With real-time troubleshooting tools, SAM also helps you quickly spot whether unusual processes or performance issues have arisen. This is a critical aspect of security monitoring, as mentioned, and I like how SAM can assist with both sides of this monitoring process.

Finally, SAM includes IT asset inventory scanning and discovery tools, which means you’ll know everything necessary about your hard drives, firmware, drivers, memory, processors, network interfaces, updates, software, and everything else you could possibly want to know about what’s happening in your IT environment. As I mentioned, setting baselines that consider the system as a whole is extremely important, and using SAM’s asset inventory scanning and monitoring tools can help give you a bigger-picture view of where performance issues might be coming from. You can try SAM free for up to 30 days.

windows-server

Set Up Alerts and Reports

Finally, make sure you set up your systems to create automatic alerts and reports, so the relevant information can be provided for you, in real-time and historical views, when dealing with performance issues. Alerts on the previously mentioned metrics help ensure you don’t miss a potential issue by notifying you whenever a measurement exceeds the defined threshold. Reports can help you build a collection of historical data, which allows you to go back and see if the same problem is coming up repeatedly. In addition, regular reports can help you look back and see security issues or attempted intrusions you may have missed the first time. If you customize your reports to show only what’s most relevant to your organization or issue, you’ll also save time by avoiding information that isn’t useful for you.

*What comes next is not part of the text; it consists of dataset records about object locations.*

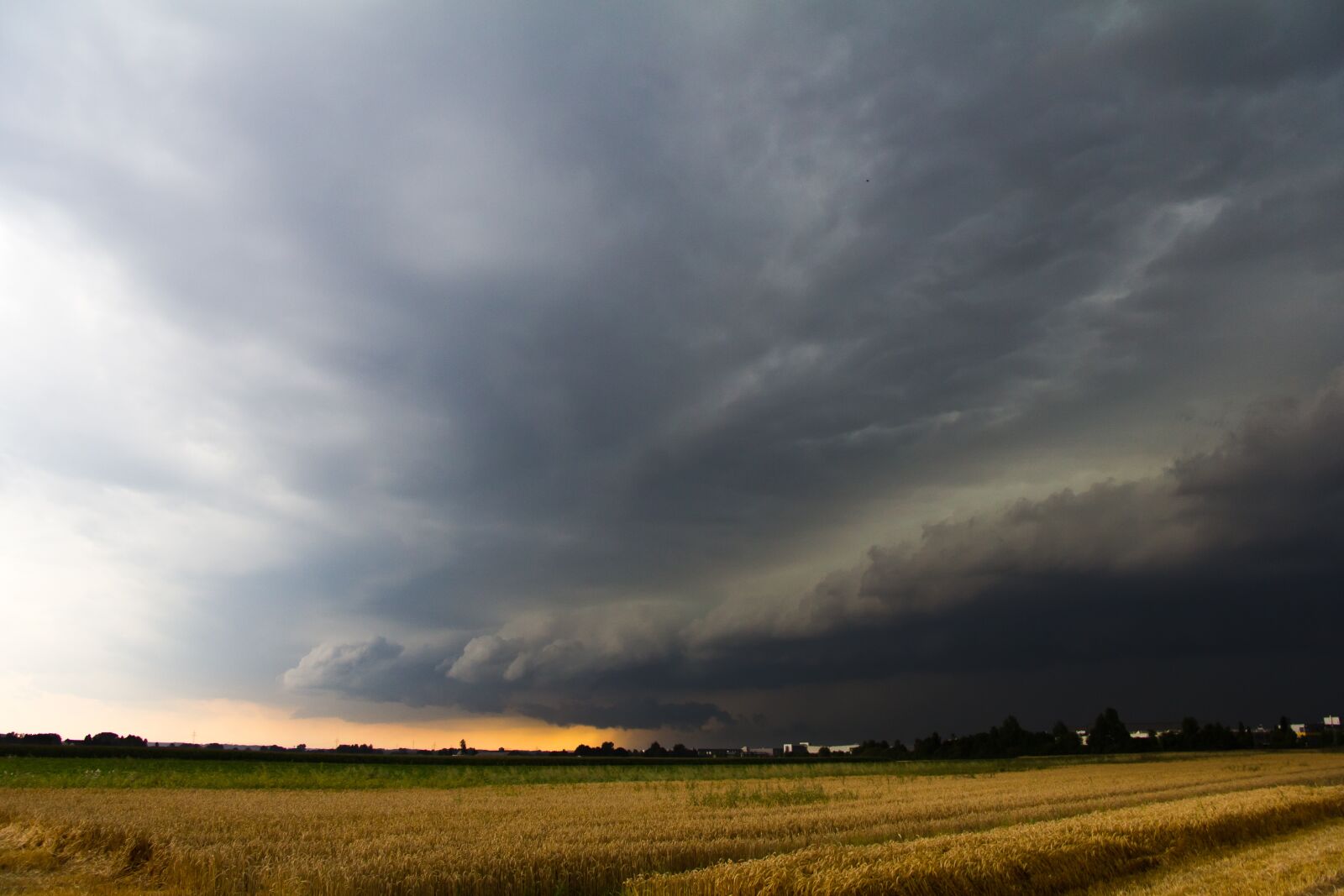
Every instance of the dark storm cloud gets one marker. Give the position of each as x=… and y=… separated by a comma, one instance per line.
x=1230, y=553
x=522, y=316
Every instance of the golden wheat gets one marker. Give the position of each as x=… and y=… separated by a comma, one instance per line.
x=595, y=839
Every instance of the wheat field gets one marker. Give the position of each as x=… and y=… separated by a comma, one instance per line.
x=1112, y=828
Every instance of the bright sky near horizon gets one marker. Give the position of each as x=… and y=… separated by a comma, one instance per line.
x=730, y=375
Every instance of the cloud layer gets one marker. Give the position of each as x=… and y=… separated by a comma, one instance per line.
x=1225, y=557
x=555, y=345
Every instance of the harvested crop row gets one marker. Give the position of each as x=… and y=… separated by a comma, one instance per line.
x=1305, y=862
x=584, y=839
x=1048, y=857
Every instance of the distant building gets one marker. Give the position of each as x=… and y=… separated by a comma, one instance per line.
x=812, y=750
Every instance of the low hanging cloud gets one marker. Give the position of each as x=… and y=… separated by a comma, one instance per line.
x=1229, y=551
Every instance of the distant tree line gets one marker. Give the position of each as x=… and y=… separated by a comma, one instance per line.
x=51, y=741
x=1106, y=735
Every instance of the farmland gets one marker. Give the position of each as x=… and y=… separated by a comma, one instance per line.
x=927, y=828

Getting Started With Windows Server Monitoring

As you’re getting started with your Windows Server setup, you’ll want to choose a tool that can automate as much of the Windows Server performance monitoring as possible, as relying on manual monitoring simply isn’t feasible for most businesses. My top choice for Windows server performance monitor tools is SolarWinds Server & Application Monitor. With SAM you’ll have the features you need to implement best practices for performance monitoring, well beyond what’s possible with the built-in Windows Server tool.